Tara, that's a great looking little gang you got. Great photos, I love seeing them play together while they can. :clap:


----------



## Nizmo (Jan 15, 2009)

Aww. You have an awesome pack. How is it going with 3 dogs?


----------



## performanceknls (Apr 4, 2009)

I love the color coordination you have going on 
That picture of Ava pulling Lola's ear is hysterical!! It's great to see them playing together I hope it lasts for a little bit, it is always easier when they get along till you have to separate.


----------



## dixieland (Aug 14, 2009)

Nice shots!I'm loving this little girl,definitely a little spitfire.Looks like she fits right in with your crew!


----------



## American_Pit13 (Apr 23, 2007)

Sadie said:


>


She says "This pup needs a crop!" lol


----------



## Sadie (Jun 18, 2008)

American_Pit13 said:


> She says "This pup needs a crop!" lol


LMFAO!!!! Good one holly!:rofl:


----------



## KMdogs (Apr 22, 2011)

Better leave em alone! haha


----------



## Sadie (Jun 18, 2008)

KMdogs said:


> Better leave em alone! haha


Oh buddy I don't do crops! But you know those hollingsworth ears are like dumbo ears I think her's are going to be like GR CH Buck's long and flat! LMAO!!!! That's ok though they are signature for those dogs


----------



## MY MIKADO (Apr 7, 2006)

Looking great Tara. I hope it lasts for awhile. They are good looking pack of reds.


----------



## Sadie (Jun 18, 2008)

MY MIKADO said:


> Looking great Tara. I hope it lasts for awhile. They are good looking pack of reds.

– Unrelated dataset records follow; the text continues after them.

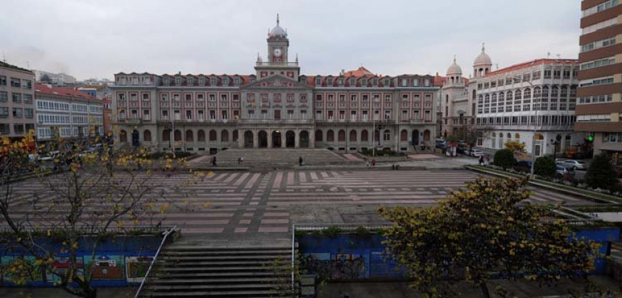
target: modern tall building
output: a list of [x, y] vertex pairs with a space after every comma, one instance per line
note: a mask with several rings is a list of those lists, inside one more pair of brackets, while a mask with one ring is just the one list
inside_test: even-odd
[[36, 88], [39, 141], [103, 135], [102, 101], [72, 88], [41, 83]]
[[32, 72], [0, 62], [0, 137], [17, 139], [35, 129], [34, 82]]
[[622, 6], [583, 0], [581, 10], [575, 130], [594, 136], [594, 154], [622, 165]]
[[[117, 143], [154, 150], [327, 148], [412, 151], [435, 135], [434, 77], [381, 76], [365, 68], [301, 74], [279, 23], [255, 73], [118, 73], [112, 88]], [[131, 136], [131, 138], [130, 138]]]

Thanks Sharon! I need to see some more of Vendetta and the New Pup!:clap:


----------



## KMdogs (Apr 22, 2011)

Sadie said:


> Oh buddy I don't do crops! But you know those hollingsworth ears are like dumbo ears I think her's are going to be like GR CH Buck's long and flat! LMAO!!!! That's ok though they are signature for those dogs


Ears make them goofy bulldogs who they are! lol I dont mind a good crop but i prefer the character.


----------



## Sadie (Jun 18, 2008)

KMdogs said:


> Ears make them goofy bulldogs who they are! lol I dont mind a good crop but i prefer the character.

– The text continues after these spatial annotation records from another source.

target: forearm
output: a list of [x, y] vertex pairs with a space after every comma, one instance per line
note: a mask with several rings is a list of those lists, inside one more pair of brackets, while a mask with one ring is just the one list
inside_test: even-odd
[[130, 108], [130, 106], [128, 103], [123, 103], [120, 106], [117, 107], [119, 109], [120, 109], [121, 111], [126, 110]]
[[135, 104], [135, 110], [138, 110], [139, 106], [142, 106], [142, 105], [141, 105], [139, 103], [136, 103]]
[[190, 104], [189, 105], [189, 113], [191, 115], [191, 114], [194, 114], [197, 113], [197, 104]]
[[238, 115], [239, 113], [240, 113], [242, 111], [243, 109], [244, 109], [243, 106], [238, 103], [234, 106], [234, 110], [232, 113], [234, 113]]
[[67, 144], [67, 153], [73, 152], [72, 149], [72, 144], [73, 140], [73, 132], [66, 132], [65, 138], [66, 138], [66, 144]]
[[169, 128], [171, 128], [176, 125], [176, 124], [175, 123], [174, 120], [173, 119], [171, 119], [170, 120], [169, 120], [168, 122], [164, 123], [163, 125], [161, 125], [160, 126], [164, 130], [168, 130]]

I agree I love bulldog ears!


----------



## KMdogs (Apr 22, 2011)

Sadie said:


> I agree I love bulldog ears!


Especially those flat long hound ones  Everyone has a preference on ears though, some fit dogs well others well...:flush: Either way i've never seen a Bulldog with natural ears that look bad. Goofy and ridiculous sometimes? Of course but never bad. haha

Its going to be REAL entertaining when this pup gets to be closer to the same size as your others... Providing she will let them be around her that long


----------



## EL CUCO (Jul 25, 2011)

Love the pics lol made me wanna bite that ear too


----------